Но никто не отозвался. А Шушик, лежа близко к костру, мирно спала. Вскоре она проснулась, протерла глаза и, сев на постели, спросила сонным голосом:
— Где мы?
— В вашем дворе, — быстро отозвался Гагик. — Раздули огонь, собираемся печь помидоры. Сбегай-ка на огород, принеси. Да не забудь перец и баклажаны.
Шушик и впрямь чуть не встала, но быстро пришла в себя.
— Мы все еще заперты в ущелье? — грустно спросила она. — Значит, умрем? — И впервые за все эти дни девочка громко заплакала.
Настроение у ребят упало — неожиданный плач Шушик всех расстроил. И верно: ведь смерть стояла на пороге их пещеры! Все так похудели и ослабли, что трудно было даже хворост для костра собрать. Если же не будет огня, холодная пещера станет свидетелем их кончины. Это сознавали все…
Пастушку так хотелось ободрить товарищей, поддержать их силы, но что мог он сделать?
Стесняясь и краснея, Асо рассказал небольшую курдскую сказку, потом сыграл на свирели и спел, на несколько мгновений перенеся обитателей пещеры на изумрудные горы Малого Кавказа. А когда и это было исчерпано, он, как обычно, разостлал аба и, выпотрошив на него содержимое своих карманов, сказал:
— На этот раз надо на шесть частей разделить. Дадим и Бойнаху.

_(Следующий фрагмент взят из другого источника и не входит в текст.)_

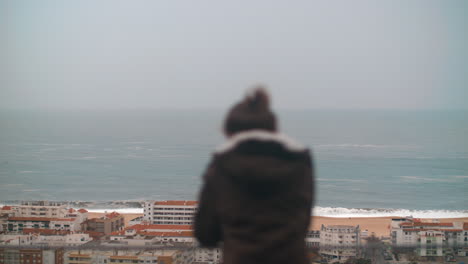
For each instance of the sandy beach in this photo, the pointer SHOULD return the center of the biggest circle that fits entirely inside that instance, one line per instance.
(377, 225)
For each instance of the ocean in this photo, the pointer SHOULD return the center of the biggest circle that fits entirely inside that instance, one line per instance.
(367, 162)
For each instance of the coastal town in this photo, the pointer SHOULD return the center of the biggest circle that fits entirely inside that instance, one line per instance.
(53, 232)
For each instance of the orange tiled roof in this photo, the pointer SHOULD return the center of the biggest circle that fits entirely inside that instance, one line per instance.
(433, 229)
(39, 219)
(124, 257)
(168, 234)
(179, 203)
(45, 231)
(139, 228)
(426, 224)
(94, 234)
(112, 215)
(159, 227)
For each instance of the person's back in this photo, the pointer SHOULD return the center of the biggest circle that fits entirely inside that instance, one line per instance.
(258, 191)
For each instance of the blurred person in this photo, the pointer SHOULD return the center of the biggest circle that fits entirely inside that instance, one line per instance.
(258, 189)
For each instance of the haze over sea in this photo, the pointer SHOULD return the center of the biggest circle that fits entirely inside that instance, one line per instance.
(386, 162)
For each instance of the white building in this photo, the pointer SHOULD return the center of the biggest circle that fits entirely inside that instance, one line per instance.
(339, 242)
(45, 239)
(208, 255)
(313, 239)
(170, 212)
(41, 209)
(18, 224)
(431, 239)
(130, 256)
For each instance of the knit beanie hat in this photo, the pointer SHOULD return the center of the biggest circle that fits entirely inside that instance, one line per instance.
(252, 112)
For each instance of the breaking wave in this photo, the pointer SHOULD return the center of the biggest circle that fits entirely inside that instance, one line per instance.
(136, 207)
(377, 212)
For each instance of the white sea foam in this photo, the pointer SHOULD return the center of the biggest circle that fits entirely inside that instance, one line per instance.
(349, 145)
(339, 180)
(424, 179)
(364, 212)
(118, 210)
(344, 212)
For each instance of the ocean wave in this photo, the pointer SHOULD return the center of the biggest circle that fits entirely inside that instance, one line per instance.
(136, 206)
(340, 180)
(382, 212)
(425, 179)
(341, 212)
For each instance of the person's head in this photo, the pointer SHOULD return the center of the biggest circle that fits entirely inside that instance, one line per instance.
(253, 112)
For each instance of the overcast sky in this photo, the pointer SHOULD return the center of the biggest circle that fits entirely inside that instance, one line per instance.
(204, 54)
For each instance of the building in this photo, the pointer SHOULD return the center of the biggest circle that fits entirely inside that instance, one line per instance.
(170, 212)
(31, 256)
(208, 255)
(168, 256)
(17, 224)
(44, 237)
(41, 209)
(144, 235)
(339, 242)
(136, 221)
(313, 239)
(107, 224)
(431, 239)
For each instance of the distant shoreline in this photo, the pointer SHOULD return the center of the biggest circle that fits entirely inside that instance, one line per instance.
(377, 225)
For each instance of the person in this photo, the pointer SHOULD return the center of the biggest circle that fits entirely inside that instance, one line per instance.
(257, 191)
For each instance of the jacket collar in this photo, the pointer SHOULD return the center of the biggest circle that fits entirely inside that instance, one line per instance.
(261, 135)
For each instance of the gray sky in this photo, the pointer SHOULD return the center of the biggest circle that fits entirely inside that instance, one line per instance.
(204, 54)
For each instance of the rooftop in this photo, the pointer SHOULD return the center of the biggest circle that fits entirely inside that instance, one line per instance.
(177, 203)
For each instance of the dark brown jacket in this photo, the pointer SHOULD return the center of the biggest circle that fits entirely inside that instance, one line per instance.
(256, 198)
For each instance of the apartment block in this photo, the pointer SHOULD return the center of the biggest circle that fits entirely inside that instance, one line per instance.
(338, 243)
(431, 239)
(170, 212)
(168, 256)
(31, 256)
(41, 209)
(107, 224)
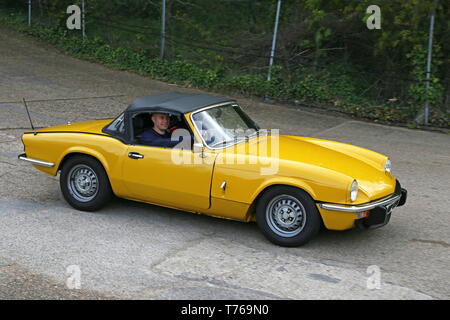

— Съест? — спросил Ашот, с сомнением поглядев на вялые ягоды дикого терна.
— А что же ему остается? Придется съесть. Я ему уже для пробы несколько штук дал.
Бойнах получил свою долю и, с треском разгрызая косточки, действительно начал есть ягоды, вкуса которых никогда не знал.
— Видели? Собака опытнее нас. Надо разгрызть косточки. Действуйте, я отвечаю, — все еще пытался балагурить Гагик.
Но вот и терна не осталось. Съел свою порцию и Бойнах, но остался недоволен — дали мало. Он скулил и усиленно вертел хвостом, выпрашивая у хозяина ягод.
— Нету, милый мой, нету, — говорил собаке пастушок и, обняв ее мохнатую шею, тихо, так, чтобы никто этого не заметил, плакал.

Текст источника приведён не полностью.